We have defined the derived series $\{\mathscr{D}^k\mathfrak{g}\}$ inductively by $$\mathscr{D}^1\mathfrak{g}=[\mathfrak{g},\mathfrak{g}],\ \mathscr{D}^k\mathfrak{g}=[\mathscr{D}^{k-1}\mathfrak{g},\mathscr{D}^{k-1}\mathfrak{g}].$$ Now I hope to prove that $[\mathfrak{g},\mathscr{D}^k\mathfrak{g}]=\mathscr{D}^k\mathfrak{g}$, then $\mathscr{D}^k\mathfrak{g}$ is an ideal in $\mathfrak{g}$. It is easy for me to show that $[\mathfrak{g},\mathscr{D}^1\mathfrak{g}]=\mathscr{D}^1\mathfrak{g}$, and that is equivalently $[\mathfrak{g},\mathfrak{g}]$ is an ideal of $\mathfrak{g}$. And then? I find it difficult to prove this question by induction. Or are there any other ways to prove it?

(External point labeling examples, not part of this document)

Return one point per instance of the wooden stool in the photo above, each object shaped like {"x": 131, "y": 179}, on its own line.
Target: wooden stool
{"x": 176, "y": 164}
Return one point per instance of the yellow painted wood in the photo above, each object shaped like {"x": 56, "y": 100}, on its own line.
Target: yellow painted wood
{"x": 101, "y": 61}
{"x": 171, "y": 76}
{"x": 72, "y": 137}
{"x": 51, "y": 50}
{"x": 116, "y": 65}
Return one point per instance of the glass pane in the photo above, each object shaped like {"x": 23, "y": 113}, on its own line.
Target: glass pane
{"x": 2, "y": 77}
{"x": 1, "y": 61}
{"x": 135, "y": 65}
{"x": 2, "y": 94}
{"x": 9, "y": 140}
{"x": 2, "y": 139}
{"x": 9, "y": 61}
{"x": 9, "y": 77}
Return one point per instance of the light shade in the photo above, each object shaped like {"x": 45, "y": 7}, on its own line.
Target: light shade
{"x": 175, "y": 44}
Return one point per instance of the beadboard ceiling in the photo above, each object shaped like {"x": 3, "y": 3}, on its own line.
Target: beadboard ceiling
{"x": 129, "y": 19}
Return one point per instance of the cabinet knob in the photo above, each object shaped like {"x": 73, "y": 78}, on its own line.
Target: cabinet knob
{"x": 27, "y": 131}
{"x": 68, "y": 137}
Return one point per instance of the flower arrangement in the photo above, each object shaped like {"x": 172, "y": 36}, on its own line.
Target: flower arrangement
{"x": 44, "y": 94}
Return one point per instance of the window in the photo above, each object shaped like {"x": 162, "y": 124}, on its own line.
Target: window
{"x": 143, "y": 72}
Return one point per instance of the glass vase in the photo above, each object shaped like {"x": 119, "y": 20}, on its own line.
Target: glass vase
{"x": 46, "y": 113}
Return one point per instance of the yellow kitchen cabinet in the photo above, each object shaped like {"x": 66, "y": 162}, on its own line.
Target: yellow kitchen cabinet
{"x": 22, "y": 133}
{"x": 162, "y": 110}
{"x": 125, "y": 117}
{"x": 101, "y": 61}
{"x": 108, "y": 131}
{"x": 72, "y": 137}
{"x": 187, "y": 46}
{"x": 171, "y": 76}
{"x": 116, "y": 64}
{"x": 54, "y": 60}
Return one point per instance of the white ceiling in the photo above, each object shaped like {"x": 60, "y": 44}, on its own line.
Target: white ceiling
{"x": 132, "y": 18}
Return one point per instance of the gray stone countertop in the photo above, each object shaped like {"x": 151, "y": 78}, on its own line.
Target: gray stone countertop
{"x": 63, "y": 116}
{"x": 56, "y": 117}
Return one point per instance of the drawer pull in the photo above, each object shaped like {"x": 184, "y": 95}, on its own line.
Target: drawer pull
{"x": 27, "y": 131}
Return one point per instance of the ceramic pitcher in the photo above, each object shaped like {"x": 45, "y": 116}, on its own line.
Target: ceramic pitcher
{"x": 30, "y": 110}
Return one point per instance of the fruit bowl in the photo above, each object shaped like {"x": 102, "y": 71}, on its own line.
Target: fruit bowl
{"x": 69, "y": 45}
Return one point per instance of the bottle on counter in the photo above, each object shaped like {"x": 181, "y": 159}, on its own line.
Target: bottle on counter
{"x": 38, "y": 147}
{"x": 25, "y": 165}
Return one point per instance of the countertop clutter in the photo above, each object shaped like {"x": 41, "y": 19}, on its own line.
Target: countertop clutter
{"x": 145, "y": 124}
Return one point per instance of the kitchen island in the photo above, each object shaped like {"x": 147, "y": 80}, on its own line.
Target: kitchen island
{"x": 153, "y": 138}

I'm a novice in learning Lie algebras and this question may seem quite easy for you. I'd be extremely grateful if you can give me more details to help me!
If $\mathfrak{h}$ is an ideal of $\mathfrak{g}$, then $[\mathfrak{g},D\mathfrak{h}]\subset [\mathfrak{h},[\mathfrak{g},\mathfrak{h}]]$ by the Jacobi identity, which is contained in $[\mathfrak{h},\mathfrak{h}]=\mathfrak{h}$ since $\mathfrak{h}$ is an ideal. So $D\mathfrak{h}$ is an ideal as well.
It follows by induction on $k$ that $D^k\mathfrak{h}$ is an ideal. This applies in particular to $\mathfrak{h}=\mathfrak{g}$.